The Political Economy of the Legal Infrastructure Underpinning the EU Finances
The Financial Regulation of the European Union
See the project original page on the Rebuilding Macroeconomics website: https://www.rebuildingmacroeconomics.ac.uk/academia-policy-pipeline
This doctoral research project studies the politics of the legal infrastructure underpinning the European Union’s Public Finance, the Financial Regulation of the EU. The doctoral project seeks to address two research questions: (i) How can the Financial Regulation create effects on EU public finances? (ii) What are the effects of the Financial Regulation on the integration EU Public Finances since 2012?

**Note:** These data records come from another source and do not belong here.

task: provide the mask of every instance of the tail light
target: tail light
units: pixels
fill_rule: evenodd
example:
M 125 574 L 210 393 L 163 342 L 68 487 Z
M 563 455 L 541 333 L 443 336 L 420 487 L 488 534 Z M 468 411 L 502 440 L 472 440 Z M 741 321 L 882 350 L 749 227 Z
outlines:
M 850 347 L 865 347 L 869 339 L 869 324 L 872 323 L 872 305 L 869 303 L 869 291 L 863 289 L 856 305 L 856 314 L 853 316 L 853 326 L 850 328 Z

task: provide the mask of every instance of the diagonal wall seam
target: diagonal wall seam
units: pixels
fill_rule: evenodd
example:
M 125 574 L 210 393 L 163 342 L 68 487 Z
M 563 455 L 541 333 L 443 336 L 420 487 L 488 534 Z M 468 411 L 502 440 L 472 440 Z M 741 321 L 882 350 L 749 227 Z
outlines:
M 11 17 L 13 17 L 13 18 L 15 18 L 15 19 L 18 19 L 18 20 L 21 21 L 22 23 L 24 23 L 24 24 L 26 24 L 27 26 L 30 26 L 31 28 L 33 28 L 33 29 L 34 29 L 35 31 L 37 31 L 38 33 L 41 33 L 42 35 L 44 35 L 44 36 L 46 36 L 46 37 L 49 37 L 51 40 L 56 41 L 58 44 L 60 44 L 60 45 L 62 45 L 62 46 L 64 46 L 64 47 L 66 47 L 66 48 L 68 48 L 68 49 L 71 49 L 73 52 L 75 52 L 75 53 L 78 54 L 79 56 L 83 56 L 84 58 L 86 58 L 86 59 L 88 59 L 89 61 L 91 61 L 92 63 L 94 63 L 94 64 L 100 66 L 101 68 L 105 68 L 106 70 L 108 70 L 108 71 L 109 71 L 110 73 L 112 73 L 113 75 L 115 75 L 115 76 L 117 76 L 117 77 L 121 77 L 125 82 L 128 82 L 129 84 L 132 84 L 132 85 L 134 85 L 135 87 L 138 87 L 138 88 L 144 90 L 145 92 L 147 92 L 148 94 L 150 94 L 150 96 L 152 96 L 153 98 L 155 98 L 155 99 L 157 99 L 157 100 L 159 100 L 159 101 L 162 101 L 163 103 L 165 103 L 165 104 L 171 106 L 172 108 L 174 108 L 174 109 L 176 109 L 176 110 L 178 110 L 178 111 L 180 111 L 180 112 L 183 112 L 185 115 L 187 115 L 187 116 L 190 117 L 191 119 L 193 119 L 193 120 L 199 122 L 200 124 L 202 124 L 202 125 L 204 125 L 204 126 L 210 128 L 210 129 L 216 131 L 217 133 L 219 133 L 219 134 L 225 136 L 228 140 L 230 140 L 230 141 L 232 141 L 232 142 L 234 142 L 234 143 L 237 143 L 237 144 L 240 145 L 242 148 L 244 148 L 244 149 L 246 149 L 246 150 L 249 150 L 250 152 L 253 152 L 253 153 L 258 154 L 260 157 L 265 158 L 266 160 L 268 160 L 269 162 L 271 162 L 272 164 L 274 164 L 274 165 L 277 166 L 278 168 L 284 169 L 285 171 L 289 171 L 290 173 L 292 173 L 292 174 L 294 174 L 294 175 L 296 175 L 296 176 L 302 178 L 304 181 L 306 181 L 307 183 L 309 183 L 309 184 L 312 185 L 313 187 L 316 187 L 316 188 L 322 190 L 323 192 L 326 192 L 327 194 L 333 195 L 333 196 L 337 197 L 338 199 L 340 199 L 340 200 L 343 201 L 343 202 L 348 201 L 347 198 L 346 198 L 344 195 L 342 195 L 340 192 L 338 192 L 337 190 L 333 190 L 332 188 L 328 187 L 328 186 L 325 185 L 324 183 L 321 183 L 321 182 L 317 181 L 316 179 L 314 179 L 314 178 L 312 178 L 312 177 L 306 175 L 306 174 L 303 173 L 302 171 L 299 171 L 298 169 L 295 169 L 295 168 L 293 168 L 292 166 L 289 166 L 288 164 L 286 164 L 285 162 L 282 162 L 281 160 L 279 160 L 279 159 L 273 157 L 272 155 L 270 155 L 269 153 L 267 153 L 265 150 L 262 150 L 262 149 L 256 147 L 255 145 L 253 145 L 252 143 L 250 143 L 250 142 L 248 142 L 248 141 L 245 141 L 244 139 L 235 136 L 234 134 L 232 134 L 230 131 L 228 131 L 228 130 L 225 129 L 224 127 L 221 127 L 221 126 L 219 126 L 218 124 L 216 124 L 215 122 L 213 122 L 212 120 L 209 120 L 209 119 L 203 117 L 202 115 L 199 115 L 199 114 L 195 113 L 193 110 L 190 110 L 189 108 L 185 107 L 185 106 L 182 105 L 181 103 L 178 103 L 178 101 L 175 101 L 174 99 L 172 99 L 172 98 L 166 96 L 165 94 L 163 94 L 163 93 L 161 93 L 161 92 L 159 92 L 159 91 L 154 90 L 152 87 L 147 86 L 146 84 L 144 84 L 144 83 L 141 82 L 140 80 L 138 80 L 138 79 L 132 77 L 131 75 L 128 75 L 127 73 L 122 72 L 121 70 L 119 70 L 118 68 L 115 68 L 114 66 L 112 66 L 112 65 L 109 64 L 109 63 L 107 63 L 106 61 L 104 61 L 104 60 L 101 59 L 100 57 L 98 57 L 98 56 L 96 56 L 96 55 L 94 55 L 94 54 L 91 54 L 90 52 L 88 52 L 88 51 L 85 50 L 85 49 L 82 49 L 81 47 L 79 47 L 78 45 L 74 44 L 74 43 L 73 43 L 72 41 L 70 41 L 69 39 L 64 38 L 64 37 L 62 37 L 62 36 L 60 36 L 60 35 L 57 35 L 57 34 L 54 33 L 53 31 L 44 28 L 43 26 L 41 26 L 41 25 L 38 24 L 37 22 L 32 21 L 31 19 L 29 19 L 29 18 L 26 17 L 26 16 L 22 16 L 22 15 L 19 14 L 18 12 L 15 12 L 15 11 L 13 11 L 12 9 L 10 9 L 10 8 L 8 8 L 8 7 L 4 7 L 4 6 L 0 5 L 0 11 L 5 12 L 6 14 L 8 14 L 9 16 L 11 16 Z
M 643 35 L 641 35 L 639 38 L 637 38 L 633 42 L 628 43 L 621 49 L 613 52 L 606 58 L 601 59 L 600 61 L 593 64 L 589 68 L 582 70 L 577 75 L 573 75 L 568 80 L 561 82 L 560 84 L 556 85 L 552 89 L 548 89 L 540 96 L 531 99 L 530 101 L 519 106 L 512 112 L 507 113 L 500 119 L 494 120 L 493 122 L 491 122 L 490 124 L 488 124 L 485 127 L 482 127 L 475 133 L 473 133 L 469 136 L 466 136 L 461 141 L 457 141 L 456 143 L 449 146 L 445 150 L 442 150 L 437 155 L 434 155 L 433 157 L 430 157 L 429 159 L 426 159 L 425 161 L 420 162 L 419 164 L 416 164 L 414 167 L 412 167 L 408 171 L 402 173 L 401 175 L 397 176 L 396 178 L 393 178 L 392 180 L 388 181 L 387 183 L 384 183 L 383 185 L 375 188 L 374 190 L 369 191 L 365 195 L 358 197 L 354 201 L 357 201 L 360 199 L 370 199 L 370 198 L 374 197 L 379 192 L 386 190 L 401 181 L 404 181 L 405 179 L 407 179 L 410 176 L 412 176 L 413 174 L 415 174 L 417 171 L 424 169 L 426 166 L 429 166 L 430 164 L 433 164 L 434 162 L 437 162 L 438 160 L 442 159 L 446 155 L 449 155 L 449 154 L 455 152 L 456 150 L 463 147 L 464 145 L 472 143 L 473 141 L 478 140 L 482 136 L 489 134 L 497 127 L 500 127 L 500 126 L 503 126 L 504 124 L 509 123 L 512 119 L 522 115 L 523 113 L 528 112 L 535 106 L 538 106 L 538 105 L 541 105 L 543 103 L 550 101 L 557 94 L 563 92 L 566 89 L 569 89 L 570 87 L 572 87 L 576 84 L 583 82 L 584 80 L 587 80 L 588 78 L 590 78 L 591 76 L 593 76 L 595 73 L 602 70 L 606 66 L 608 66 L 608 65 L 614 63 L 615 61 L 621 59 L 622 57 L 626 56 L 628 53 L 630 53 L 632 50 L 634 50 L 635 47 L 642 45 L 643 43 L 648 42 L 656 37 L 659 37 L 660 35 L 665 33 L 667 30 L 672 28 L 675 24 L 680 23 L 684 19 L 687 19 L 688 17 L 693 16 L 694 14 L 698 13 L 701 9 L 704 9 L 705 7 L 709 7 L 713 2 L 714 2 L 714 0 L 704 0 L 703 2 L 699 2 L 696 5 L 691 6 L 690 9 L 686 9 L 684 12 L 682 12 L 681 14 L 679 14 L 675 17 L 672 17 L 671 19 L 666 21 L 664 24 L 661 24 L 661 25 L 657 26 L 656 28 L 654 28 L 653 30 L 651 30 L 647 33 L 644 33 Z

By treating the Financial Regulation of the EU as a toolbox-of-policy-instruments, it aims to understand how implementation provisions come to condition policies which they were supposed to put into motion. The research project will:
- describe the Financial Regulation’s function in policy instrument terms;
- propose a systematization of the ways the Financial Regulation is instrumentalized by policymakers;
- discuss the effects on policy, for example regarding core state powers or governing-through-funding;
- study the effects on inter-institutional balance.
The research wishes to contribute to the debates over EU integration in the realm of public finances, inter-institutional bargaining, and the marketization of public sector budgeting. This research is built principally on semi-structured expert interviews analysed through qualitative thematic analysis.